No voy a negar que articular la lucha de Wolin (es decir, retornar al modelo griego de profunda correspondencia entre lo público y la ciudadanía) se hace muy difícil, por no decir imposible. Pareciera que es complicado librarse del esquema de una democracia en la cual los partidos juegan la carta de la representación y trasladan la conflictividad ciudadana al Estado de partidos. Por lo tanto, la exigencia fundamental a la democracia de los modernos sería que dicha condición democrática competitiva partidista permita una pluralidad de puntos de vista y, sobre todo, la diversidad de opiniones respecto al alcance del interés público.
[frasepzp1]
Es imposible lograr esta condición en las democracias en las que el proceso electoral se distorsiona por condiciones ajenas que impiden que grupos minoritarios, colectivos vulnerables, partidos pequeños, partidos nuevos o visiones ideológicas poco populares compitan en igualdad de condiciones. Dentro de lo anterior no se puede dejar de mencionar el financiamiento electoral ilícito.
Si algo necesita la democracia actual es reconocer que fiscalizar termina siendo una forma muy determinante de participación, aspecto que autores como O’Donnell y Schmitter han reconocido como componente fundamental de la satisfacción democrática. A ver. Lo digo en un solo plato: la discusión sobre la democracia verdadera, con base en la expectativa de ciudadanos comprometidos, virtuosos e informados, posiblemente nos lleve a quimeras poco prácticas y a imposibilidades, pero lo cierto es que ninguna democracia es capaz de satisfacer si no existen mecanismos efectivos que aseguren competir en igualdad de condiciones.
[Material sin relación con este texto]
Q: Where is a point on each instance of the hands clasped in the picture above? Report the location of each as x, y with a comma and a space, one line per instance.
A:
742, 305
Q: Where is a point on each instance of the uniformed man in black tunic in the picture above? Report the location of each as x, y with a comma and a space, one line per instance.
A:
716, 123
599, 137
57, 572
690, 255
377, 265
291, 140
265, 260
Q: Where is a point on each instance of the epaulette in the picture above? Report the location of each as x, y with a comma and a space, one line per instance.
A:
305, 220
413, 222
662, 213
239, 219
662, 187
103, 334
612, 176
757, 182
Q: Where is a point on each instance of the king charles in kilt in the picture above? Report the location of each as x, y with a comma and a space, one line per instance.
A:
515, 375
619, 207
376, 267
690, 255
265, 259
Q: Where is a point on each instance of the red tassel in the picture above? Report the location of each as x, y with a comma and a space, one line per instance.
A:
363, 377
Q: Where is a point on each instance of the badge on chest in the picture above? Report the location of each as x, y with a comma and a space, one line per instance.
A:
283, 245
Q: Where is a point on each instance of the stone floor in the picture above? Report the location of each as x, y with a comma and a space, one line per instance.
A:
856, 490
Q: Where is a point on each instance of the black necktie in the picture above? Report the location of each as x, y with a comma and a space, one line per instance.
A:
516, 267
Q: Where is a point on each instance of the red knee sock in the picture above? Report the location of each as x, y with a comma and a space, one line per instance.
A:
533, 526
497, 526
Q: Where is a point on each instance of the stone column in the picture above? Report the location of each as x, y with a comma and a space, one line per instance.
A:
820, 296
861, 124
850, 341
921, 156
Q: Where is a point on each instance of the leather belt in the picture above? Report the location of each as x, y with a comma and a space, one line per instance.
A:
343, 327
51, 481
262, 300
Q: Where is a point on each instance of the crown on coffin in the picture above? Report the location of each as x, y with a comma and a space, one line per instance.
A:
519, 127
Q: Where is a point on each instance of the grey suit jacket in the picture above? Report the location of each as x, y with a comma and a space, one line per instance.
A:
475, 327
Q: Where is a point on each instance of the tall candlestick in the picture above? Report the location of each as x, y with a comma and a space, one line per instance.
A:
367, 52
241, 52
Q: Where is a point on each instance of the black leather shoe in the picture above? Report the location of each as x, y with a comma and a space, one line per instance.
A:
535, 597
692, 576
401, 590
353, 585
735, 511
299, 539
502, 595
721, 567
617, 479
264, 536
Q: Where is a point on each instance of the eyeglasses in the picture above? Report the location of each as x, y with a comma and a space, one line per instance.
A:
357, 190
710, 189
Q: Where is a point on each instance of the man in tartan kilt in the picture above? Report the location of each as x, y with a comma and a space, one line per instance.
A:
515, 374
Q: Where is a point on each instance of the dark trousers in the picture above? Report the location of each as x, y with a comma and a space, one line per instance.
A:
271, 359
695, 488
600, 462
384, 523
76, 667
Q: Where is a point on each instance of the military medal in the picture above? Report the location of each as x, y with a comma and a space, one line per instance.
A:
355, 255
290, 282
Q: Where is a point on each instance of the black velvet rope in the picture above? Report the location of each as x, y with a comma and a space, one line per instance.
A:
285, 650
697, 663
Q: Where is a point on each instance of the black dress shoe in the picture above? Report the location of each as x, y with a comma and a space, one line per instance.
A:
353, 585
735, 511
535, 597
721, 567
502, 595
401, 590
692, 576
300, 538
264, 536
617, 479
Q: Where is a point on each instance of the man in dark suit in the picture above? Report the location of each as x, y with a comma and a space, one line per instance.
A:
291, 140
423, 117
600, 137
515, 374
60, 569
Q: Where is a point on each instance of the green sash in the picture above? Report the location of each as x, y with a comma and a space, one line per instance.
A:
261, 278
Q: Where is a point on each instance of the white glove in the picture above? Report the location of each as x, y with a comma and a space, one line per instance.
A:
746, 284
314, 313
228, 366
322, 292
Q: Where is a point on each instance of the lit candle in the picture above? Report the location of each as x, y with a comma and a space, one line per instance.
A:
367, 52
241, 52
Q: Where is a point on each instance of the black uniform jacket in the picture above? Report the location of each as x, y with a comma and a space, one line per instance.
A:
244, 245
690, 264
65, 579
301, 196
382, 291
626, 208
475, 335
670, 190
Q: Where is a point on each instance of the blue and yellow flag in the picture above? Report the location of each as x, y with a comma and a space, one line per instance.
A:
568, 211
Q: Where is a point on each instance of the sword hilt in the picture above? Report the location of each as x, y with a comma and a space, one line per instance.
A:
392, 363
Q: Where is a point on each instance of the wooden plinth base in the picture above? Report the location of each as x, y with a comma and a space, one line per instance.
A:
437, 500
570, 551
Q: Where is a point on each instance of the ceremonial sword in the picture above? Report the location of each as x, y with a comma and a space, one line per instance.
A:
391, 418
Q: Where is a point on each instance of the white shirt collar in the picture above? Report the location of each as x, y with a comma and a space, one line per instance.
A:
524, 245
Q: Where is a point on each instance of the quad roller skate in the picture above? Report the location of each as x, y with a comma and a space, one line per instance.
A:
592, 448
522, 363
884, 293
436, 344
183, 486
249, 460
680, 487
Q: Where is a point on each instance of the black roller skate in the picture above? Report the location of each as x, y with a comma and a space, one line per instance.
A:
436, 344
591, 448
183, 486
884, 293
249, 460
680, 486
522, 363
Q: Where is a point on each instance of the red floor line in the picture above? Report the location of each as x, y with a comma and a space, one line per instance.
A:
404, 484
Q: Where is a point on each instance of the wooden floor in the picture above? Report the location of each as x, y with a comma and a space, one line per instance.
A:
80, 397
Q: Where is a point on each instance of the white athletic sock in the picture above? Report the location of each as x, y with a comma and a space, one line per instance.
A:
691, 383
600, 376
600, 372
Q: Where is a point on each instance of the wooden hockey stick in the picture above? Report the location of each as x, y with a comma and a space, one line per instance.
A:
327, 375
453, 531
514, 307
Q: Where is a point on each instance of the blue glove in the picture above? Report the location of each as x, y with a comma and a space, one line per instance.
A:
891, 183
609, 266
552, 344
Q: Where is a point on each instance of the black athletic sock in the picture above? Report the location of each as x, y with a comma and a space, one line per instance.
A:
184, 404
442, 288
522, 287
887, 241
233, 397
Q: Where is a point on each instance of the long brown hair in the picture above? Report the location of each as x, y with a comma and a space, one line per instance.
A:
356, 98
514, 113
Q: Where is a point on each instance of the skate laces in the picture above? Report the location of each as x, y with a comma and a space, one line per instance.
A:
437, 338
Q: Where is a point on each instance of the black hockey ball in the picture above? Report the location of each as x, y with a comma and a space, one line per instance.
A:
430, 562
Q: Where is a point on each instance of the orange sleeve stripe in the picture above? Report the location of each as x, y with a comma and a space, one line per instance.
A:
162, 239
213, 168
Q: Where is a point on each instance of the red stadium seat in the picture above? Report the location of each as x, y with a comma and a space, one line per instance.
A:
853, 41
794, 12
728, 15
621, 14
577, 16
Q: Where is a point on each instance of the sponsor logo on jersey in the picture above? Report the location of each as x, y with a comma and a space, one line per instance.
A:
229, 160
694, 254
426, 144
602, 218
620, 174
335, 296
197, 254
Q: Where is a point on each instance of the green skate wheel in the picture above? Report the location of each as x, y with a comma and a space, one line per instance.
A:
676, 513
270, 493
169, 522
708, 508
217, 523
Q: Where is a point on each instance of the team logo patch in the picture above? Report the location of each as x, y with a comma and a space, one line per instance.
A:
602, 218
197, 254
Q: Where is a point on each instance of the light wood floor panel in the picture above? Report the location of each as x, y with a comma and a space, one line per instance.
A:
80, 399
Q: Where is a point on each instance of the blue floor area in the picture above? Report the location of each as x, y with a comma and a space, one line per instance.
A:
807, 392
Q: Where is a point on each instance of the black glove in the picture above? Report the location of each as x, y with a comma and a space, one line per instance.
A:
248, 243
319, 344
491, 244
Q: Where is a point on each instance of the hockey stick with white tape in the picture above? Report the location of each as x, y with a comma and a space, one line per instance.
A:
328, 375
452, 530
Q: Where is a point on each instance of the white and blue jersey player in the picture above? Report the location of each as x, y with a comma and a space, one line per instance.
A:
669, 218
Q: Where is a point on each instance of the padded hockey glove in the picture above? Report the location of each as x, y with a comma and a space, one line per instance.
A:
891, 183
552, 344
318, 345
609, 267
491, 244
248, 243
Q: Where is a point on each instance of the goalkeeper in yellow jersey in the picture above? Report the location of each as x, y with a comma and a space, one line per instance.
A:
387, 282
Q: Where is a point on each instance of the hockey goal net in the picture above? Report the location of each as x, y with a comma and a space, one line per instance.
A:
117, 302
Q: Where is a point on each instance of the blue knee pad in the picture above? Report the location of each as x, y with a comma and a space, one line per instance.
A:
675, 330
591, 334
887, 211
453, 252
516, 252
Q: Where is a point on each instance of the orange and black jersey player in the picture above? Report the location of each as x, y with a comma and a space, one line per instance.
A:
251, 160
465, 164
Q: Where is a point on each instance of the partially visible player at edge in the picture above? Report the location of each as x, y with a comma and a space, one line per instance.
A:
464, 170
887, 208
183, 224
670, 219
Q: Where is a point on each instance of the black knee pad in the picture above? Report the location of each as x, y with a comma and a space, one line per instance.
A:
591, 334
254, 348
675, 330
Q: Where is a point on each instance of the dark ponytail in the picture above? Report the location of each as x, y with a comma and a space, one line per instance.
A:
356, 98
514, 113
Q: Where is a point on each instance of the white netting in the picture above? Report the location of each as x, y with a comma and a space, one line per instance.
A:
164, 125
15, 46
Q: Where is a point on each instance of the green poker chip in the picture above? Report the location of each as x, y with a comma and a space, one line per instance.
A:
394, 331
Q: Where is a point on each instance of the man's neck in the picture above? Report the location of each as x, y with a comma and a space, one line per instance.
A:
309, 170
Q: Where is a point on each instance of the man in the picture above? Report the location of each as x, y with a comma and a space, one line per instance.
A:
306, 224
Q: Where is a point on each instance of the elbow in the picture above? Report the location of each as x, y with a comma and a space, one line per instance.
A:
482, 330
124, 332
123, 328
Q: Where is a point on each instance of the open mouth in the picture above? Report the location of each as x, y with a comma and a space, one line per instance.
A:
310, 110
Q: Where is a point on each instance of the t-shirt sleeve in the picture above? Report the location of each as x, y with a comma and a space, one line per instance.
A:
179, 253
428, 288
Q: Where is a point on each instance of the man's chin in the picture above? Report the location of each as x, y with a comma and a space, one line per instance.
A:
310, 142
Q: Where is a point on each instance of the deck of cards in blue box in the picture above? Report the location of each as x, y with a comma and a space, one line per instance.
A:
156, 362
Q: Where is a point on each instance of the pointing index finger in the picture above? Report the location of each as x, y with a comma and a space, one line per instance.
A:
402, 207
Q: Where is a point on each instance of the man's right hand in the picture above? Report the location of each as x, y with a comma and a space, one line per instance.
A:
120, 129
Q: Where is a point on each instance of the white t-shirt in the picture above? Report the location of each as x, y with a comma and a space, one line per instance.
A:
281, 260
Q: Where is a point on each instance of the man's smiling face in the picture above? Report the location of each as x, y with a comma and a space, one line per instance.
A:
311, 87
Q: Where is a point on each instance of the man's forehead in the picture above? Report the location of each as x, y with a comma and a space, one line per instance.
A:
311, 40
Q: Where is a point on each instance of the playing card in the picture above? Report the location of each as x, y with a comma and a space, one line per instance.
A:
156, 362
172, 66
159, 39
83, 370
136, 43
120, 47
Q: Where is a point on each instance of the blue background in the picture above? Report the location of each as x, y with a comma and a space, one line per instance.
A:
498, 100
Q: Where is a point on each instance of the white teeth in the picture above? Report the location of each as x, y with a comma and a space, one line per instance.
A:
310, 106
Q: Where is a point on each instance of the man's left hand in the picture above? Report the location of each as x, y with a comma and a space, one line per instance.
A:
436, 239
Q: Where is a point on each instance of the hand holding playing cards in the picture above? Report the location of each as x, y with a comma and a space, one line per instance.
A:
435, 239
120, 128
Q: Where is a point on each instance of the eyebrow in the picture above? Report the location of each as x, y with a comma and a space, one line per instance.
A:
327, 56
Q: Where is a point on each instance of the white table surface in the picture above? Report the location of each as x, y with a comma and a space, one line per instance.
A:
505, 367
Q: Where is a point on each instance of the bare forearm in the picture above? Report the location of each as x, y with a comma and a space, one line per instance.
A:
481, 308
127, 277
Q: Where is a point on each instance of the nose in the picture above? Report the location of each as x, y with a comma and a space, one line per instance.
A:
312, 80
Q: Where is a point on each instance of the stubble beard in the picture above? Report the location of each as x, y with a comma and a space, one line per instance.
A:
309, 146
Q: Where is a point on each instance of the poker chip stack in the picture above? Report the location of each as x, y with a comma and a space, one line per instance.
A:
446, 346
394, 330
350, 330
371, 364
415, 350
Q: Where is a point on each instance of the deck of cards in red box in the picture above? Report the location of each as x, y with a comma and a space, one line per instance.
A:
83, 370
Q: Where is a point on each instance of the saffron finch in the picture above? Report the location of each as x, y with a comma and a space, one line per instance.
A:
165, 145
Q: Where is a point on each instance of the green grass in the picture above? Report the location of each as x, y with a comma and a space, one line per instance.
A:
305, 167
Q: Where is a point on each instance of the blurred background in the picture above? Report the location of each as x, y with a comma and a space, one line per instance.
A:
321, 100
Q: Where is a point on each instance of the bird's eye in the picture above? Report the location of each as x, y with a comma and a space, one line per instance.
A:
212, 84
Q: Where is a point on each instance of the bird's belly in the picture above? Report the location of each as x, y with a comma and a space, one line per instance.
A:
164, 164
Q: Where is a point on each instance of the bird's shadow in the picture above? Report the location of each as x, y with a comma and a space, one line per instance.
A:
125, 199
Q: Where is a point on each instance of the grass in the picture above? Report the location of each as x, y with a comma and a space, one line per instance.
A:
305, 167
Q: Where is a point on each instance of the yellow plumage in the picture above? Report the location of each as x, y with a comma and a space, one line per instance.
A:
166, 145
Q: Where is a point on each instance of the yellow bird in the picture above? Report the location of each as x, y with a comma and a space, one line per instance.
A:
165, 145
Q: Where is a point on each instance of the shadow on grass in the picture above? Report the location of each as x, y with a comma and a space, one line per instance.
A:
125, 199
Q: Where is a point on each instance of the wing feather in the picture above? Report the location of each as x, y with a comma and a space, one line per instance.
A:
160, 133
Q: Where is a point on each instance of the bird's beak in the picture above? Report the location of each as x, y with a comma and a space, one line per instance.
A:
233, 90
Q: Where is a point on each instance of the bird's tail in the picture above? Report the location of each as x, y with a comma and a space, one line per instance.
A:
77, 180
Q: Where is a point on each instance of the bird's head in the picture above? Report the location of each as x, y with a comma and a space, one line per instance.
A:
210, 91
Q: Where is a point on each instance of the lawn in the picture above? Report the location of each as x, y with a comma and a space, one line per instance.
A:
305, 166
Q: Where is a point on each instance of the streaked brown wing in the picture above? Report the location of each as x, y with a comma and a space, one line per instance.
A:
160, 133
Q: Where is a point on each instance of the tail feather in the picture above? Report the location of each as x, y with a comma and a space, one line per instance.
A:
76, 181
A mayor nivel de fiscalización, ya sea de observadores electorales (locales e internacionales) o vía los institutos federales, más transparente será la democracia y esta recobrará algo de su sentido original: ciudadanos que interactúan en condiciones de igualdad.
Por eso el reciente acto de trasladar capacidades de fiscalización al TSE guatemalteco vía la Cicig es un evento importantísimo. Sin lugar a dudas va a generar dos cosas fundamentales. Primero, la depuración necesaria de candidatos que han roto las reglas incluso antes de competir. Y segundo, y lo mejor de todo, si estas capacidades logran institucionalizarse, las elecciones del 2019 podrían ser las más vigiladas de la historia política reciente en Guatemala.
Enhorabuena por esta alianza entre la Cicig y el TSE: algo que todo demócrata debe celebrar.
[1] Es importante aclarar un punto sobre la cuestión de las reglas o instituciones. Es un grave error confundir la noción de la institucionalidad con la de arbitrariedad. Las mismas reglas implican un consenso previo a su formalización. Y, como lo apuntaría Wolin en su reconocimiento sobre las limitaciones de la democracia popular, la importancia de las reglas radica en poder establecer modos legítimos de contención respecto a los desacuerdos. Sobre esto, entonces, es perfectamente lógico introducir garantías básicas (derechos) o lo que politólogos como Dahl definirán como condiciones de poliarquía.